Manche schrieben direkt an den Kreml und baten um eine Erklärung:
Werter Genosse Stalin, gibt es ein Gesetz der Sowjetregierung, das besagt, Dorfbewohner müssten hungern? Wir, die Kolchosarbeiter, haben nämlich seit dem 1. Januar auf unserem Hof kein Stück Brot mehr gehabt. … Wie sollen wir eine sozialistische Volkswirtschaft aufbauen, wenn wir zum Hungertod verurteilt sind, weil die Ernte erst in vier Monaten kommt? Wofür sind wir an den Fronten gestorben? Damit wir hungern und unseren Kindern beim Verhungern zusehen?
Andere hielten es für unmöglich, dass der Sowjetstaat dafür verantwortlich sein könne:
Jeden Tag verhungern zehn bis zwanzig Familien in den Dörfern, Kinder laufen weg, und Bahnhöfe sind überfüllt mit fliehenden Dorfbewohnern. Auf dem Land gibt es keine Pferde und kein Vieh mehr. … Die Bourgeoisie hat hier eine echte Hungersnot geschaffen als Teil des kapitalistischen Plans, die ganze Bauernklasse gegen die Sowjetregierung aufzuhetzen.

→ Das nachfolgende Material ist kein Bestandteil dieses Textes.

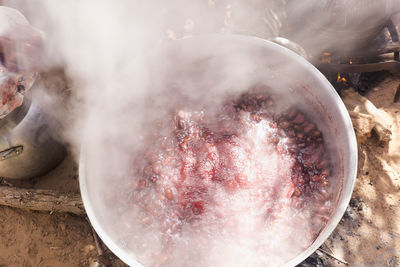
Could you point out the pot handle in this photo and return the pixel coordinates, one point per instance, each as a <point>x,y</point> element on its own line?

Doch die Hungersnot war kein Werk der Bourgeoisie, sondern eine Folge der katastrophalen Entscheidung der sowjetischen Führung, die bäuerliche Bevölkerung zur Aufgabe ihres Landes zu zwingen, sie zur Arbeit auf Kolchosen zu verpflichten und die Wohlhabenderen, die sogenannten Kulaken (wörtlich: „Fäuste“), aus ihren Häusern zu vertreiben. All diese Maßnahmen, für die letztlich Josef Stalin, der Generalsekretär der KPdSU, verantwortlich war, und das daraus folgende Chaos hatten das Land in eine Hungersnot getrieben. Das ganze Frühjahr und den Sommer 1932 hindurch schickten viele seiner Genossen aus allen Teilen der UdSSR eindringliche Botschaften an ihn, in denen sie die Krise beschrieben. Ukrainische KP-Führer waren besonders verzweifelt, und mehrere schrieben ihm lange Briefe, in denen sie um Hilfe baten.

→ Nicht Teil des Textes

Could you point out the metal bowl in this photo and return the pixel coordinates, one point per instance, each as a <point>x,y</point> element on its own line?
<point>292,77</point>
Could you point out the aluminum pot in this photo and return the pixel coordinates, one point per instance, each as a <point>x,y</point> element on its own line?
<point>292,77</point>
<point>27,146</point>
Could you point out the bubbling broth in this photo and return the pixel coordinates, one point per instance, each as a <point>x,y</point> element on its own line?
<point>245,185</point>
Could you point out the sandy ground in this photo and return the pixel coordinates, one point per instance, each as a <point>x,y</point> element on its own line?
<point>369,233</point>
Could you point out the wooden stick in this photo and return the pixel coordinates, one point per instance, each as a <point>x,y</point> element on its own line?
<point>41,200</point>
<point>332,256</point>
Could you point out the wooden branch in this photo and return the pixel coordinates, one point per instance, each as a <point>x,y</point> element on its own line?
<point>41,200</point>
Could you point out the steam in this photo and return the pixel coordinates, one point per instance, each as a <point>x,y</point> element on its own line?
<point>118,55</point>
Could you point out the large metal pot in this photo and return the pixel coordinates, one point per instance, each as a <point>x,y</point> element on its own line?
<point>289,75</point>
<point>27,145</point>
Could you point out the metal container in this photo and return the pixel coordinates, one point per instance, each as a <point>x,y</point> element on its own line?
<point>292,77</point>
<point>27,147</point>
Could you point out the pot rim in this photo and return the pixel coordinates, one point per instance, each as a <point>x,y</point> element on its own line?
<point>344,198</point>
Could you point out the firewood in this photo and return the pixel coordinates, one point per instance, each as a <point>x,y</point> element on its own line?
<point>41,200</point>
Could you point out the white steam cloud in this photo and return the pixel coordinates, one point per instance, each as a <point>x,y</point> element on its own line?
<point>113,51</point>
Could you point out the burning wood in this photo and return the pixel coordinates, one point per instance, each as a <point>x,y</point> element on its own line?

Viele von ihnen glaubten im Spätsommer 1932 noch an die Möglichkeit, eine größere Tragödie abwenden zu können. Das Regime hätte um internationale Hilfe bitten können wie bei der Hungersnot 1921. Es hätte die Getreideexporte oder die zu hohen Getreideabgaben stoppen können. Es hätte der Bevölkerung in Hungerregionen Hilfe anbieten können – und das tat es in gewissem Maße auch, aber viel zu wenig.

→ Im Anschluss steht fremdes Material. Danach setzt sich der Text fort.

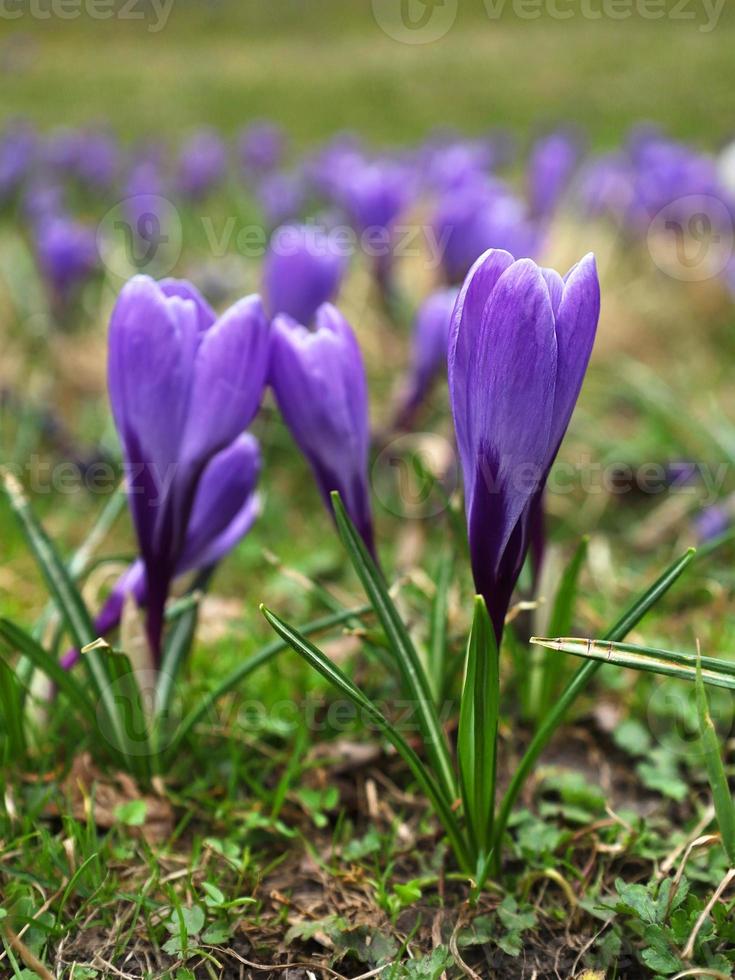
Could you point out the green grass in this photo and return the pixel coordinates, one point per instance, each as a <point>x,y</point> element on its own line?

Stattdessen fasste das sowjetische Politbüro, das höchste Entscheidungsgremium der Kommunistischen Partei, im Herbst 1932 eine Reihe von Beschlüssen, die die Hungersnot in den ländlichen Regionen der Ukraine ausweiteten und verschärften. Zugleich hinderte man Bauernfamilien daran, die Republik zu verlassen, um Lebensmittel zu suchen. Auf dem Höhepunkt der Krise durchsuchten Teams aus Polizisten und Parteiaktivisten, getrieben von Hunger und Angst und angestachelt von jahrelanger Hasspropaganda und Verschwörungsrhetorik, die Häuser der Bauern und nahmen alles Essbare mit: Kartoffeln, Rüben, Kürbisse, Bohnen, Erbsen, was immer in Backöfen und Schränken lag, dazu Vieh und Haustiere.
Das Ergebnis war eine Katastrophe: Mindestens fünf Millionen Menschen verhungerten in der ganzen Sowjetunion zwischen 1931 und 1934, darunter mehr als 3,9 Millionen Ukrainer und Ukrainerinnen. Wegen ihres Ausmaßes wurde die Hungernot von 1932/33 in Emigrantenpublikationen damals und später als „Holodomor“ bezeichnet, eine Zusammensetzung der ukrainischen Wörter holod (Hunger) und mor (Tötung, Mord).
Doch die Hungersnot ist nur ein Teil der Geschichte. Während auf dem Land die Bauernbevölkerung starb, attackierte die Geheimpolizei die geistigen und politischen Eliten der Ukraine. Als die Hungersnot sich ausbreitete, begann eine Hetz- und Repressionskampagne gegen ukrainische Intellektuelle, Professoren, Museumskuratoren, Schriftsteller, Künstler, Priester, Theologen, Beamte und Funktionäre. Alle, die mit der Ukrainischen Volksrepublik verbunden gewesen waren, die vom Juni 1917 an einige Monate lang existiert hatte, alle, die für die ukrainische Sprache oder Geschichte eingetreten waren, alle mit einer unabhängigen literarischen oder künstlerischen Karriere konnten öffentlich beleidigt, eingesperrt, ins Arbeitslager geschickt oder hingerichtet werden. Als er diese Vorgänge nicht mehr mit ansehen konnte, nahm sich Mykola Skrypnyk, einer der bekanntesten ukrainischen KP-Führer, 1933 das Leben. Er war nicht der Einzige.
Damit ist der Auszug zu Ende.